Wednesday, July 20, 2011

Police State Tacticss and Civil Liberties Clash in Syria

In an article published in the Washington Post today, reporter Alice Fordham reveals that Syrian activists living in the United States have been threatened in phone calls made from Syria. Threats were made against family members living in Syria if their activities in the United States did not stop. There were also threats made to their own lives. Fordham also reports that the FBI remains in contact with these Syrians living in America to show support for them.
On July 6, the Washington Post article continues, the American State Department summoned Syrian Ambassador Imad Moustapha to talk to him about the Embassy’s using surveillance techniques against Syrian activists living in Washington. Several days later, the State Department said that it was “investigating reports that the Syrian government has sought retribution against Syrian family members for the actions of their relatives in the United States.”

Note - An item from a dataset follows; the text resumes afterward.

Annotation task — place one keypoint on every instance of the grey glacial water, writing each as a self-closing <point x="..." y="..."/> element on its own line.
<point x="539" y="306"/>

So, dear readers, the truth is often darker than even the daily headlines report.
And we who live in democratic societies forget that gulags exist, that regimes routinely spy on their citizens, that protesting against tyranny is not only dangerous personally but can bring down the full weight of the regime upon innocent relatives and friends. And, because, as in the case of Syria, these regimes are often accredited and granted ambassadorial status in the West, those who think their activities are safe because they are carried out in Washington or London or Paris, are sometimes mistaken.
“The price of liberty is eternal vigilance” and sometimes even that is not enough to secure basic human rights.
Sometimes it takes extraordinary courage. Think about these activists and think twice before condemning them as rabble rousers. Often, they are patriots of the most elevated kind.